In fact, both publicly and privately, European politicians long opposed to welcoming refugees are reveling in the schadenfreude of Merkel’s comeuppance. Last week, Czech Prime Minister Bohuslav Sobotka announced that a bloc of anti-refugee nations — also including Hungary, Poland and Slovakia — would hold their own meeting ahead of a key E.U. summit in February to discuss alternative solutions to the crisis. Suggesting Berlin has gone too soft, Slovak Prime Minister Robert Fico scoffed that migrants have become a “protected species” in Germany.

Meanwhile, the EU finally approved a key $3 billion deal on Wednesday in which Turkey would crack down on the human traffickers ferrying thousands of migrants to Europe via Greece every week. But Turkish demands for more money raises questions about how quickly change may happen on the ground.

Add it all together, and Merkel is in a precarious spot. If she sticks to her principles, it means Germany stands virtually alone in Europe as a haven for migrants. That is a burden that the Germans — initially welcoming to the waves of refugees — are increasingly reluctant to shoulder.

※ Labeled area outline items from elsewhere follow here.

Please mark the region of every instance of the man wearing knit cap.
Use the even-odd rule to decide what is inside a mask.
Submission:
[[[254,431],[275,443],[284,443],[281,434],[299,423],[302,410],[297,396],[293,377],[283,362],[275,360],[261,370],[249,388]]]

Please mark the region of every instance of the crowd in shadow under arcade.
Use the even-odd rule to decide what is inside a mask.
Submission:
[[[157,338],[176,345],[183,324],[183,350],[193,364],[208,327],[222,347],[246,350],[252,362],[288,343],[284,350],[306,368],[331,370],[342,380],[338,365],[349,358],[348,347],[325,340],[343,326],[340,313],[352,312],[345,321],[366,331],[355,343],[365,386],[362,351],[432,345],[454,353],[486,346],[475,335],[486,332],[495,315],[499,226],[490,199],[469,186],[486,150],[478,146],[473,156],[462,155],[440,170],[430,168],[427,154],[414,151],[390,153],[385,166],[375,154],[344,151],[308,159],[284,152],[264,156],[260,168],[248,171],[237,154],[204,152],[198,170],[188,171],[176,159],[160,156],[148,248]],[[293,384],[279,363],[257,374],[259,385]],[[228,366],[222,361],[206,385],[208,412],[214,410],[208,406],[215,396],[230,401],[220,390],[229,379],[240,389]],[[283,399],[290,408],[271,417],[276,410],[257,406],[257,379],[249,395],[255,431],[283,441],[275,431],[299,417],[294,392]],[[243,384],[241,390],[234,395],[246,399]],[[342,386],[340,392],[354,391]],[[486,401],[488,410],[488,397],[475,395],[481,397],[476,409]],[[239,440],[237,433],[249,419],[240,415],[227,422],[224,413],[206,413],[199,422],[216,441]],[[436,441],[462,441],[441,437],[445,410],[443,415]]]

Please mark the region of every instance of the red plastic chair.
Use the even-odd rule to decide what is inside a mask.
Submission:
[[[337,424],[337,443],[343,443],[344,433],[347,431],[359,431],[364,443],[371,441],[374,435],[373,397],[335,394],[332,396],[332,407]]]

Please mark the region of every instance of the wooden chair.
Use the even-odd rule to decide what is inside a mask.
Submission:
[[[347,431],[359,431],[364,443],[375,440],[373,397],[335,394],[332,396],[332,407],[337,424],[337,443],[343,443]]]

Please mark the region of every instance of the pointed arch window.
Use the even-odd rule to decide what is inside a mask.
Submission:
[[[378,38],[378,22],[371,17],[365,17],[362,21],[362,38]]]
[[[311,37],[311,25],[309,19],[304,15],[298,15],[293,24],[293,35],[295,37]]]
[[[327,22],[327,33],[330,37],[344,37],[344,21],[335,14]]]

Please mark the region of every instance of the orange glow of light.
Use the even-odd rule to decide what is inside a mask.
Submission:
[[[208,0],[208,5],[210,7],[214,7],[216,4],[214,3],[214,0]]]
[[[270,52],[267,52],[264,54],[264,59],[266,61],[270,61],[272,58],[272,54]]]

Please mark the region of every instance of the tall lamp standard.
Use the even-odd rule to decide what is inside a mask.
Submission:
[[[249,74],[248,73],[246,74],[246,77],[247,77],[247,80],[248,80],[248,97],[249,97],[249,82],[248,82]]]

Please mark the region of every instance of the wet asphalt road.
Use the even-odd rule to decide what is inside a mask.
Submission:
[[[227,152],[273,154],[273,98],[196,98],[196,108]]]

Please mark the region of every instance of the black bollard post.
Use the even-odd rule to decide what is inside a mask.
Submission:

Yet Merkel also can take stock in a few things going in her favor. Wolfgang Schäuble, her famously strict finance minister, has been floated by some as a possible successor. But insiders say he may be reluctant to steal the job from Merkel and is not obviously angling for the post. And given her still formidable influence, any move by her critics for a no-confidence vote in Parliament remains an uphill battle for now.

However, if her Christian Democrats score a resounding defeat in the March local elections, the pressure on Merkel to change course or step aside could grow to a clamor. But the question then would be whether Merkel is willing to go as far as closing German borders — something that could put a nail in the coffin of the open-border policies once hailed as the single largest accomplishment of the European Union.

“She is extremely worried about the state of the public mood, but she also sees a bigger picture,” said Stefan Kornelius, foreign editor of the Süddeutsche Zeitung. “It feels like she is fighting for the European soul.”

Stephanie Kirchner in Berlin and Karla Adam in London contributed to this report.